An organization accrues good will over long periods of time by varied behaviors. Good will is reflected in the way people who have direct (that is, employees), indirect (that is, employees' families), and in-between (that is, customers, suppliers) contact with an organization think and speak about it; goodwill is the organization's reputation —that is, the way it is viewed by the multiple constituencies it affects and by which it is affected.

While the present study concentrated on the good-will perceptions of customers, there probably would have been similar results from research concentrated on other branch constituencies. Thus suppliers to the branches could have been asked for their opinions about the branch, and branch employees could have been asked about how suppliers are treated. Or employees' families could have reported their opinions about the way the bank affects their spouse/parent and so on, and employees might have reported on the general quality of consideration given them as employees. Perhaps more interestingly, potential branch employees could have been surveyed about what they think it would be like to work in a particular branch, and those perceptions could have been related to what incumbents report it is like to work there.

In each of these hypothetical research efforts, the interesting issue would be the way in which climates created in the branch are “picked up” by the various groups important to the long-term survival of the organization. I suspect these questions are infrequently asked, and rarely if ever pursued systematically.

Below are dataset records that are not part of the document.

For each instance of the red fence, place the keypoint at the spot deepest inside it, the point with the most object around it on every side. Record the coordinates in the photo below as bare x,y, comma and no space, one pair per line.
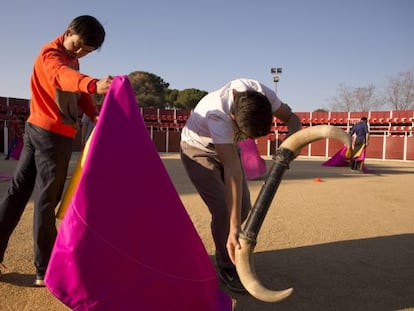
392,132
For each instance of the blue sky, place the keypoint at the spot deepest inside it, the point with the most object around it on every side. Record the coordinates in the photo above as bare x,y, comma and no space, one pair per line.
320,44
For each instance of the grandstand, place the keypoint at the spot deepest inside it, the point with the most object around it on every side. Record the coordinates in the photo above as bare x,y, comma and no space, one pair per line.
392,131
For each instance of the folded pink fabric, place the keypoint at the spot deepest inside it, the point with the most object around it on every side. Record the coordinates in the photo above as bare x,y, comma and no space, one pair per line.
253,164
126,241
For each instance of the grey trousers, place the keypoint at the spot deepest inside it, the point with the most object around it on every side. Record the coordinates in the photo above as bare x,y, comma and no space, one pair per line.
206,173
42,167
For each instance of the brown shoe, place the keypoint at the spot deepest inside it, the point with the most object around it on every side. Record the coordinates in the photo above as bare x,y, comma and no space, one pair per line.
39,281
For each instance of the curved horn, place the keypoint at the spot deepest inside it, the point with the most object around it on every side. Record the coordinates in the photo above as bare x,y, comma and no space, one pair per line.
287,151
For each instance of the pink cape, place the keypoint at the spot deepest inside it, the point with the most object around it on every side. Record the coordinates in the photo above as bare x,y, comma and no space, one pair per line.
253,164
343,158
126,241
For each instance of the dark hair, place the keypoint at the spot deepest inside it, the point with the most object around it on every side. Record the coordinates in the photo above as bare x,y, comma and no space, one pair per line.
89,29
253,113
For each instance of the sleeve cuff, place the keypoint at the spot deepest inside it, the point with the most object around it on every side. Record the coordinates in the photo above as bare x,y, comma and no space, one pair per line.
92,86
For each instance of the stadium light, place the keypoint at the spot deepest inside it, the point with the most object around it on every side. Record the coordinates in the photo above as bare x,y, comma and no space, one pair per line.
275,72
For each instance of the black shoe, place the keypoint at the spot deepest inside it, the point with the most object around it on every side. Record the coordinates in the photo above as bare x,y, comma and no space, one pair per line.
231,279
40,280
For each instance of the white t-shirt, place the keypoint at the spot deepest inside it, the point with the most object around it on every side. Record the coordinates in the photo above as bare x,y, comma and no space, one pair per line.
210,122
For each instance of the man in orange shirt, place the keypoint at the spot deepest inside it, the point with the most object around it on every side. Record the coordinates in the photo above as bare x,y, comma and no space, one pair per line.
57,90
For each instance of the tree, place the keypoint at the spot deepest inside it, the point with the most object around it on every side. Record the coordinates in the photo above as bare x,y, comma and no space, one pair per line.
355,99
171,97
399,92
149,89
189,98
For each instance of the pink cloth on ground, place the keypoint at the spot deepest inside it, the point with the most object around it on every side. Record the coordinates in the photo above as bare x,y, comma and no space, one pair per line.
126,241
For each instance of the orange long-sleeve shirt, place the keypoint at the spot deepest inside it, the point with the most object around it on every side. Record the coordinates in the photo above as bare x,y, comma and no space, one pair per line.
58,89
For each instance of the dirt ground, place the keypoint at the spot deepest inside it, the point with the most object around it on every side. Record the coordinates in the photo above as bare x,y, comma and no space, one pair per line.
345,243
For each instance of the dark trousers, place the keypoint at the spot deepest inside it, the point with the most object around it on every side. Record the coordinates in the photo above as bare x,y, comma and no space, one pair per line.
42,167
356,165
206,173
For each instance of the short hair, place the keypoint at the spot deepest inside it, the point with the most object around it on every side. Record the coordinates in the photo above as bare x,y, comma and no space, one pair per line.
253,113
89,29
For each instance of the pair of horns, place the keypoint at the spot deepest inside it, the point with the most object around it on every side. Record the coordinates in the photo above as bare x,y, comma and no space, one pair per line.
287,151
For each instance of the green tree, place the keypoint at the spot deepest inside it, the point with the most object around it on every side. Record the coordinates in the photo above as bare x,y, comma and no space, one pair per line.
171,97
189,98
149,89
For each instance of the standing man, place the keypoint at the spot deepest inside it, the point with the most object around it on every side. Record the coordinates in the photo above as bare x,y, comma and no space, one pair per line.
360,139
243,108
57,89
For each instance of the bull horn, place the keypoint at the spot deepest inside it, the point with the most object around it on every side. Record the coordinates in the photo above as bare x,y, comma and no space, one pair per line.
287,151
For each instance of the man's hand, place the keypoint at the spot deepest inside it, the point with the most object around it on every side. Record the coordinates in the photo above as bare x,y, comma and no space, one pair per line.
103,85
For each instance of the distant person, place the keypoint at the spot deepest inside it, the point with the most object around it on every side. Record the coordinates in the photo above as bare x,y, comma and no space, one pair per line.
241,109
360,139
16,143
57,90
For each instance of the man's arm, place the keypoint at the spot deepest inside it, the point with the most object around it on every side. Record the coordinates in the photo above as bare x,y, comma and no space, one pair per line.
233,181
285,114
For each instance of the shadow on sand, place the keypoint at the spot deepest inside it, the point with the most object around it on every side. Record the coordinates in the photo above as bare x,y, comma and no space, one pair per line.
367,274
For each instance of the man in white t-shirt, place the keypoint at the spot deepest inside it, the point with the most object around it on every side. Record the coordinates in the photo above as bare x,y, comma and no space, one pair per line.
243,108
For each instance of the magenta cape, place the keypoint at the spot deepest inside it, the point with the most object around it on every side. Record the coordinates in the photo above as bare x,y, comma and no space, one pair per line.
253,164
343,158
126,241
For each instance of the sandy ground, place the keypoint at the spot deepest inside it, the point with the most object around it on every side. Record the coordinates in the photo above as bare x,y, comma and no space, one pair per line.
345,243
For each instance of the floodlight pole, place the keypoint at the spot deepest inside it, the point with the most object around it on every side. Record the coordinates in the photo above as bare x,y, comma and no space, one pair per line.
276,72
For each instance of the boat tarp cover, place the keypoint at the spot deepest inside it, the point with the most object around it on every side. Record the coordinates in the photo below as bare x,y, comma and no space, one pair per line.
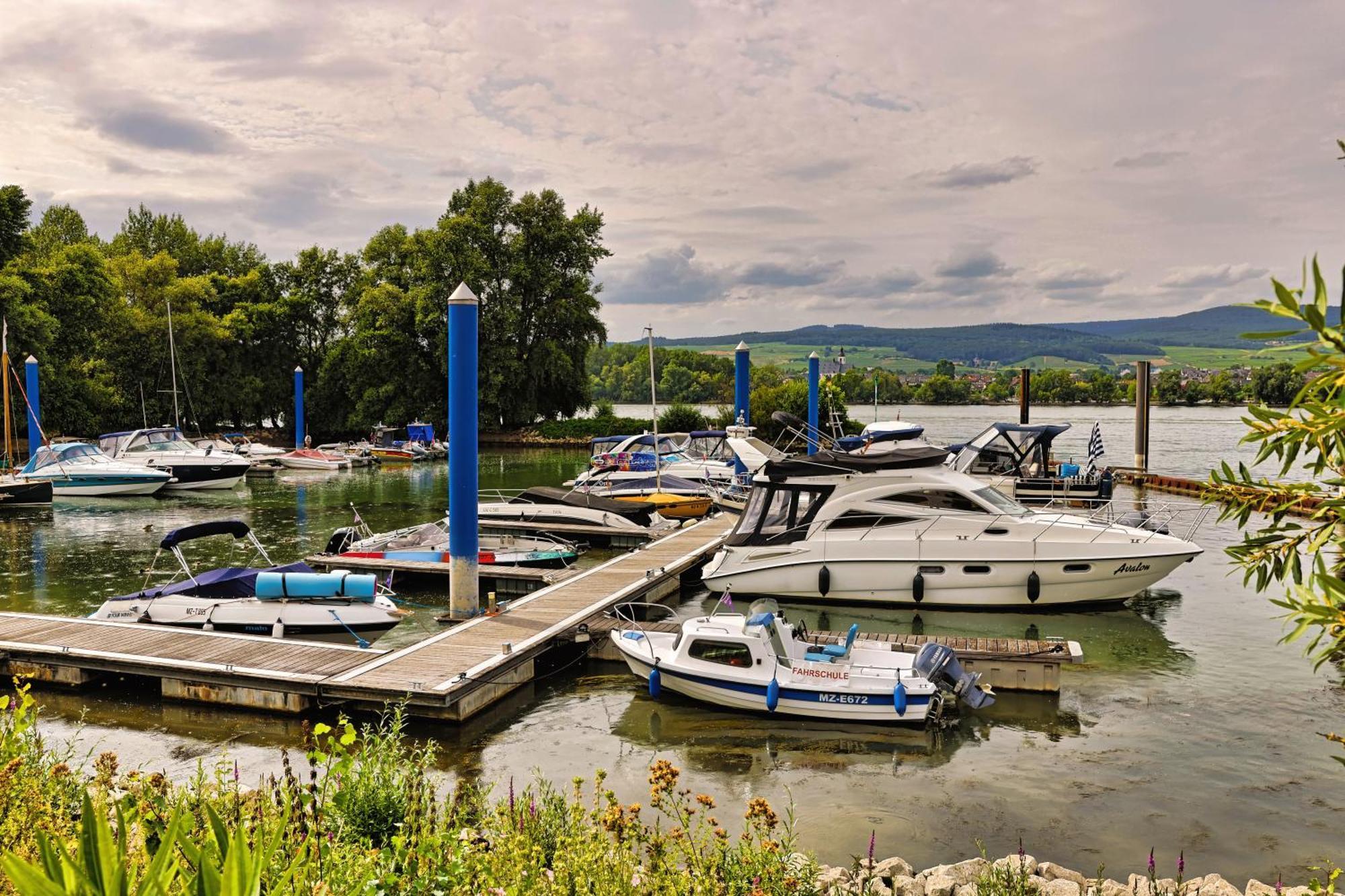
236,528
831,463
229,581
553,495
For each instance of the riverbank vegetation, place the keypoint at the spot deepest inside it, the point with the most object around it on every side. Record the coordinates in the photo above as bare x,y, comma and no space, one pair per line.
368,327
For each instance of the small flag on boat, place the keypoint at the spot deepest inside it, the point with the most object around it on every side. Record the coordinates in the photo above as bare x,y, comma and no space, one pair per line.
1096,448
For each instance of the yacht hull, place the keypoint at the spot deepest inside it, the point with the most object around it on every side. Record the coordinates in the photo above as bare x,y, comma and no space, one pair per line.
950,583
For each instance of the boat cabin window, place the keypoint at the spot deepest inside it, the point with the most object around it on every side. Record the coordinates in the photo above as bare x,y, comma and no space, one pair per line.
867,520
720,651
937,499
778,513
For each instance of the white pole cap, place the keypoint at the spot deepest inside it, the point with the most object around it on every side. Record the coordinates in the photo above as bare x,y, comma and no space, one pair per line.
463,296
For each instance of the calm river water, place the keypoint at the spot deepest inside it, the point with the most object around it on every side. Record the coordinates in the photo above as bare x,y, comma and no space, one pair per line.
1187,728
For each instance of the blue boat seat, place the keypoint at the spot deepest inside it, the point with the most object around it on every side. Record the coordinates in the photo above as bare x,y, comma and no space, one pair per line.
843,650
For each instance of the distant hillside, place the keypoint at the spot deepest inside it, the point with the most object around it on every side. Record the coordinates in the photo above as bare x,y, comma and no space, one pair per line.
1001,342
1218,327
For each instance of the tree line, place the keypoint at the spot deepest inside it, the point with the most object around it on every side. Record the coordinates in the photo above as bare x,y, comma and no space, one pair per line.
369,327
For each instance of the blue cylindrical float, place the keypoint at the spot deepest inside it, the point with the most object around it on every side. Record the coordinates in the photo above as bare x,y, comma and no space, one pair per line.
814,388
30,370
463,473
299,407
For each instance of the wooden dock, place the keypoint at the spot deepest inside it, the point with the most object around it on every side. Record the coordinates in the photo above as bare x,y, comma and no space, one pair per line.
451,676
501,579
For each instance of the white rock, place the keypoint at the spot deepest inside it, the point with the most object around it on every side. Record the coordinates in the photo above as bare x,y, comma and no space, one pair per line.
1061,887
907,885
1015,862
939,885
1051,870
1217,885
894,866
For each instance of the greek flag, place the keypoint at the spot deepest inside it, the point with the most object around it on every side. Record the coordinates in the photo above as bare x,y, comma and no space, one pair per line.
1096,448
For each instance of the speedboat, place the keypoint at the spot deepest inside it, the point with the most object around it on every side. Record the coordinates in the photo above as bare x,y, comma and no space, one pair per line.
76,469
313,459
902,529
254,450
1016,459
167,448
430,542
701,456
763,663
293,600
562,506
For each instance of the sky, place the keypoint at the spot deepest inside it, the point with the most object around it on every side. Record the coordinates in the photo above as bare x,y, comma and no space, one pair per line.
759,165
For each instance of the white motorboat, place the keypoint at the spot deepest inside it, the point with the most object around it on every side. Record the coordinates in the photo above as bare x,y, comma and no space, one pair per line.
248,448
167,448
76,469
903,529
703,456
551,505
283,602
761,663
1016,459
313,459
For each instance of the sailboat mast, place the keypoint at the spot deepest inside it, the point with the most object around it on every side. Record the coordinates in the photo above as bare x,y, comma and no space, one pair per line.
173,369
654,417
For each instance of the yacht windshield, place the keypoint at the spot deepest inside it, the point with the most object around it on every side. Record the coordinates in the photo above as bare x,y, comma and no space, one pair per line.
1001,502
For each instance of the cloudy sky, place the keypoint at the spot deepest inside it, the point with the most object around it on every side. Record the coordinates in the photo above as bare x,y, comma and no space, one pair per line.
761,165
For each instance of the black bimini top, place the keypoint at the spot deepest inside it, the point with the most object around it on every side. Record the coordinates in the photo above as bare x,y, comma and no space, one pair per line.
236,528
831,463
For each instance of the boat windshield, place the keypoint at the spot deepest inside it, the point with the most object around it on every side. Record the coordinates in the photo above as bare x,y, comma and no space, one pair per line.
1001,502
161,440
778,513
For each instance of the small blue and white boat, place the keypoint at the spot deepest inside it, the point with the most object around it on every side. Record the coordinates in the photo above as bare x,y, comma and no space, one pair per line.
76,469
763,663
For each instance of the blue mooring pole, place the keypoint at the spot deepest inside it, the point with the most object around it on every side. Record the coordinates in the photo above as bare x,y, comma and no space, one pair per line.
742,393
30,372
814,386
299,407
463,471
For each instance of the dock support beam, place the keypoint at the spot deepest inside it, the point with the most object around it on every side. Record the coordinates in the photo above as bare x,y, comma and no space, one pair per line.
299,407
1024,396
463,466
1143,416
30,370
814,385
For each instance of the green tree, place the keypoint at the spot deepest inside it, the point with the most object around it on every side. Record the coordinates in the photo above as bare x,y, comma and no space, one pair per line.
1168,388
14,221
1277,384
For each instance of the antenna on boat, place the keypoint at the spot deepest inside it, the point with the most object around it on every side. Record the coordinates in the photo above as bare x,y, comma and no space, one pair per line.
654,419
173,369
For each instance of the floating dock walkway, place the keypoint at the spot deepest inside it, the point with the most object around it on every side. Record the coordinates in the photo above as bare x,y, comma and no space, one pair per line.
451,676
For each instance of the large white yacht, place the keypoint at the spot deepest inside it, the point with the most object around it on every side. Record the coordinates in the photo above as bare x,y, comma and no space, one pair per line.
903,529
167,448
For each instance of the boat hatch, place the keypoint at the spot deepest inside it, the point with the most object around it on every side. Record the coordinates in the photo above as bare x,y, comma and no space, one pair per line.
778,513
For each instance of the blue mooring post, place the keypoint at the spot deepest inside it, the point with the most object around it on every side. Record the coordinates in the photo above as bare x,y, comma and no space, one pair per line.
463,471
742,392
30,372
299,407
814,385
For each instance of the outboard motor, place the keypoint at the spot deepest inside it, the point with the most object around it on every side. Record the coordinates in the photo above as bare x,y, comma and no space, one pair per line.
939,665
341,541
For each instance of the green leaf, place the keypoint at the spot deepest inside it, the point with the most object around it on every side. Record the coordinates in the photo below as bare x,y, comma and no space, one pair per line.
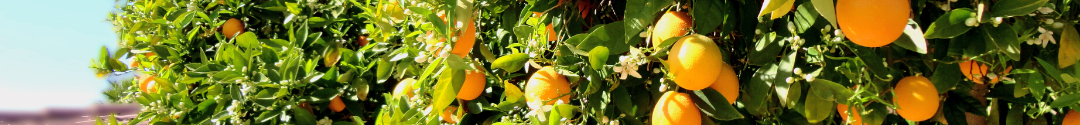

Yet, organizations need the good will of families when an employee is making turnover decisions; they need to have a positive reputation as a place to work in order to attract good employees; and, especially in a time of strife (for example, in a situation like that of the Chrysler Corporation), they need the good will of suppliers.

A very general conclusion, then, culled from this research effort: It is just as important for an organization to be interested in its relationships with the many groups that affect its long-term viability as it is for it to be concerned with the short-run financial considerations affecting stockholders and creditors, and so on.